Le capitaine Johan Lindemann est représentatif des marins dont les observations ont rendu le désastre de Krakatoa compréhensible pour le monde extérieur. En tant que capitaine de navire dans le détroit de la Sonde, il appartenait à la classe de témoins pratiques qui n'analysaient pas la volcanologie dans un laboratoire mais comprenaient la mer avec une intimité qu'aucun bureau ne pouvait égaler. Son expérience était précieuse car les navires faisaient partie des rares plateformes mobiles capables de voir l'éruption sous plusieurs angles et de survivre suffisamment longtemps pour rapporter ce qu'ils avaient vu.

Pour des capitaines comme Lindemann, le détroit était à la fois un lieu de travail et un risque. Ils naviguaient dans des eaux qui pouvaient changer rapidement même par temps ordinaire, et Krakatoa ajoutait un nouveau type de danger : cendres, obscurité, ondes de choc et le mouvement mortel de la mer qui suivait les explosions volcaniques. Un navire au mauvais endroit au mauvais moment pouvait être échoué ou submergé ; un navire au bon endroit pouvait servir de poste d'observation flottant.

La valeur de Lindemann pour le récit historique réside dans le détail maritime qui a survécu grâce à de tels témoins. Ils ont noté le ciel anormal, les cendres tombantes, le comportement de l'eau et l'ampleur des détonations. Ces observations sont devenues partie de la base probante utilisée plus tard par des scientifiques et des enquêteurs. Dans une catastrophe où l'instrumentation formelle était rare, le journal d'un capitaine pouvait devenir un document géologique.
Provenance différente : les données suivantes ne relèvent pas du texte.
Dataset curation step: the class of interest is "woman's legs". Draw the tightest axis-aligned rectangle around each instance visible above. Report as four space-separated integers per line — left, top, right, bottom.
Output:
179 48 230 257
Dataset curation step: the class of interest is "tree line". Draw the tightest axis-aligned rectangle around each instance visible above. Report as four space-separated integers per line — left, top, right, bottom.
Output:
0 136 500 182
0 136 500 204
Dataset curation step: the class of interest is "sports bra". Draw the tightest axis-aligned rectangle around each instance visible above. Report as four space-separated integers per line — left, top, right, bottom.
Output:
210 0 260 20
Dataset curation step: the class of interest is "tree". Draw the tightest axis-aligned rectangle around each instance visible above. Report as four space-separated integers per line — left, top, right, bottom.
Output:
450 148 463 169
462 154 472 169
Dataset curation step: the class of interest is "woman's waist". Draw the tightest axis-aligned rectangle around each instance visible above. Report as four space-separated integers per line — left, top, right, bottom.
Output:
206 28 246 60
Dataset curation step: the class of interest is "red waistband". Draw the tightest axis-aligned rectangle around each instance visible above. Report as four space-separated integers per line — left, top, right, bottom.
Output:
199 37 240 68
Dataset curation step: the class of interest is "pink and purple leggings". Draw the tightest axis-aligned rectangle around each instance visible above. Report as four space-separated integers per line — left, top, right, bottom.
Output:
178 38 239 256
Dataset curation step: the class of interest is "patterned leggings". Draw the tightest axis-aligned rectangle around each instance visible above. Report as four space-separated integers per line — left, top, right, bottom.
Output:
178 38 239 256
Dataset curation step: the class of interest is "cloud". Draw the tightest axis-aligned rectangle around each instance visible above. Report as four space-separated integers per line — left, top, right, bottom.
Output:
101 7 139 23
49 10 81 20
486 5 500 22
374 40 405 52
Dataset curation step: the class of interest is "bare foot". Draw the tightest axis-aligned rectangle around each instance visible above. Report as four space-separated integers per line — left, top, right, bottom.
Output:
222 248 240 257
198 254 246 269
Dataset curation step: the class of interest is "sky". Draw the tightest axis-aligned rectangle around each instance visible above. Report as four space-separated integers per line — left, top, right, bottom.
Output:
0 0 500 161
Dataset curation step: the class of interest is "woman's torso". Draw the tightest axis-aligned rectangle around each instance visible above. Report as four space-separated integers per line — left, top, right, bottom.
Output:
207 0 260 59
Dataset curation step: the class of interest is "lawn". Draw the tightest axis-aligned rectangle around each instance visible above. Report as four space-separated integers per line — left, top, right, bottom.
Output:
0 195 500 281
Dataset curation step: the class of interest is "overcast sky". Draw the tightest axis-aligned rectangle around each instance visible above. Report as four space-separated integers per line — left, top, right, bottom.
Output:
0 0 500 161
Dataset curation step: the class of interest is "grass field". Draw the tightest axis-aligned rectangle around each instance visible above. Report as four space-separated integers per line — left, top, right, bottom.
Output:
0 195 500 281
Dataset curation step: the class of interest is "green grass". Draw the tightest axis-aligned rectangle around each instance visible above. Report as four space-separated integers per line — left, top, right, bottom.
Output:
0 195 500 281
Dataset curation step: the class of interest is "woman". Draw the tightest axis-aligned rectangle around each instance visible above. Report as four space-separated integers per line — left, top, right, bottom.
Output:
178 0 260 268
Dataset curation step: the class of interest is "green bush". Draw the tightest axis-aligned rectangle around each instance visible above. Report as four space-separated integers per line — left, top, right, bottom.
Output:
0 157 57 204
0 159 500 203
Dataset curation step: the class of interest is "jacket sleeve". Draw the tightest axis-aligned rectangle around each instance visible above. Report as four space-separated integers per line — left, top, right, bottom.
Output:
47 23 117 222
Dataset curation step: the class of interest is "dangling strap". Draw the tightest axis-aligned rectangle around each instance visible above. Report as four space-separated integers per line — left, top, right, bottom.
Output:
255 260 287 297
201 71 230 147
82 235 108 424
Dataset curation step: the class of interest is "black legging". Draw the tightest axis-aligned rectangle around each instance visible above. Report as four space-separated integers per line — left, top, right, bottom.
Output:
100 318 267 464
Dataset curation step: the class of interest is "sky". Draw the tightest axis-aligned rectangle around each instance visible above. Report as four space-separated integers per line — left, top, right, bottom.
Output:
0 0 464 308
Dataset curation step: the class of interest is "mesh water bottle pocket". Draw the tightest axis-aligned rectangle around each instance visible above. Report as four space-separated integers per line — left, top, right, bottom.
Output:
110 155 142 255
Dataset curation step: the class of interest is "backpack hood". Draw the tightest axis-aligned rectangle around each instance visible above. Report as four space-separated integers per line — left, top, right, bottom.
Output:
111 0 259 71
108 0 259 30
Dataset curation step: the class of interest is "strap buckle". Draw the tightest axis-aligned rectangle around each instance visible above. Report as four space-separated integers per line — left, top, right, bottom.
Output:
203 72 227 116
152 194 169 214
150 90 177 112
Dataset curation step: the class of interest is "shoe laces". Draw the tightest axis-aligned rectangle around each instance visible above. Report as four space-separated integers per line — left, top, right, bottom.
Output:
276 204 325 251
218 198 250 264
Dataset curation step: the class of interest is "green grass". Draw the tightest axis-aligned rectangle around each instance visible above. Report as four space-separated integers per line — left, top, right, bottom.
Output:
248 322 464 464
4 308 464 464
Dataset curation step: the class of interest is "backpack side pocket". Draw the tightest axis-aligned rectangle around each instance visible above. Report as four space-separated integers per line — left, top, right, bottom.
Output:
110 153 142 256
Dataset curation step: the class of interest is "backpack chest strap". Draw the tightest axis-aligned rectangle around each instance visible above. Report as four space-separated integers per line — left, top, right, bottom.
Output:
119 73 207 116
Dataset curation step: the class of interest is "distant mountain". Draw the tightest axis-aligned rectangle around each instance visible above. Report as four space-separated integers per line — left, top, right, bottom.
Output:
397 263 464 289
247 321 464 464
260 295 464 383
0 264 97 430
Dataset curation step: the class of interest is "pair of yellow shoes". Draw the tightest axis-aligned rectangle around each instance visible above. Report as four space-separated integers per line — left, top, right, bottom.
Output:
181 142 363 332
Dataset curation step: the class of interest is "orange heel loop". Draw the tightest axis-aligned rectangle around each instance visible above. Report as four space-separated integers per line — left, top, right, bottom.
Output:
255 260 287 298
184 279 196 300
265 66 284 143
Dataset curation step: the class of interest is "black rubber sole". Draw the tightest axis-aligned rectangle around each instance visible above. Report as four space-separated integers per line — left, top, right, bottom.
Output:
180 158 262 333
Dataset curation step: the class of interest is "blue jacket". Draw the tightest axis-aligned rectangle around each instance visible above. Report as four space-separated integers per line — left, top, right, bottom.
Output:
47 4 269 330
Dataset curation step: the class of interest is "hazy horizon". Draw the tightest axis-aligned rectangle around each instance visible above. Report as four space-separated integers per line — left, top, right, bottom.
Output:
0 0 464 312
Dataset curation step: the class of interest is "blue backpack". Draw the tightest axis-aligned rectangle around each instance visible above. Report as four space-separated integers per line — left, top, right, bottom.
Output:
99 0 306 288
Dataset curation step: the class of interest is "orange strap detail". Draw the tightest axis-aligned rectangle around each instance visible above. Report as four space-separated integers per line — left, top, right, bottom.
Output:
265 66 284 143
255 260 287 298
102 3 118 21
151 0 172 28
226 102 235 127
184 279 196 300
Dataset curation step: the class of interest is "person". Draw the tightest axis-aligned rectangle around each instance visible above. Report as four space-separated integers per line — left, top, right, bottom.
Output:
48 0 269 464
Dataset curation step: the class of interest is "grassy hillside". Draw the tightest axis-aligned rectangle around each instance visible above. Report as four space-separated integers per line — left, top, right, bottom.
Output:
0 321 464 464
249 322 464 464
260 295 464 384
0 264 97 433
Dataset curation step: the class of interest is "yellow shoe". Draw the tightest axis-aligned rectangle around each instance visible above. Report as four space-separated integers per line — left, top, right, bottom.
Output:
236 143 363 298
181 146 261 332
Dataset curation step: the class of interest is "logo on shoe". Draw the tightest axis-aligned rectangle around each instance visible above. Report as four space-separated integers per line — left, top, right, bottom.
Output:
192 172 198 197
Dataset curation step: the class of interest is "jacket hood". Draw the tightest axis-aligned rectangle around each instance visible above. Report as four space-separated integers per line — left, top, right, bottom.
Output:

Il incarne également une forme de survie plus silencieuse. La crise ne concernait pas seulement ceux qui sont morts sur la côte ; elle concernait aussi ceux qui ont vu suffisamment pour comprendre que le monde avait changé. Des marins comme Lindemann ont été contraints de continuer après avoir été témoins de quelque chose qui dépassait l'expérience nautique commune. Ils ont porté la mémoire dans les ports, où elle est devenue partie de la chaîne de connaissances en expansion sur l'éruption.

Lindemann est mort en 1904, mais son rôle perdure comme un rappel que l'histoire des catastrophes est construite à partir d'yeux pratiques. La mer ne faisait pas de lui un scientifique, pourtant son témoignage a aidé d'autres à devenir scientifiques par la suite.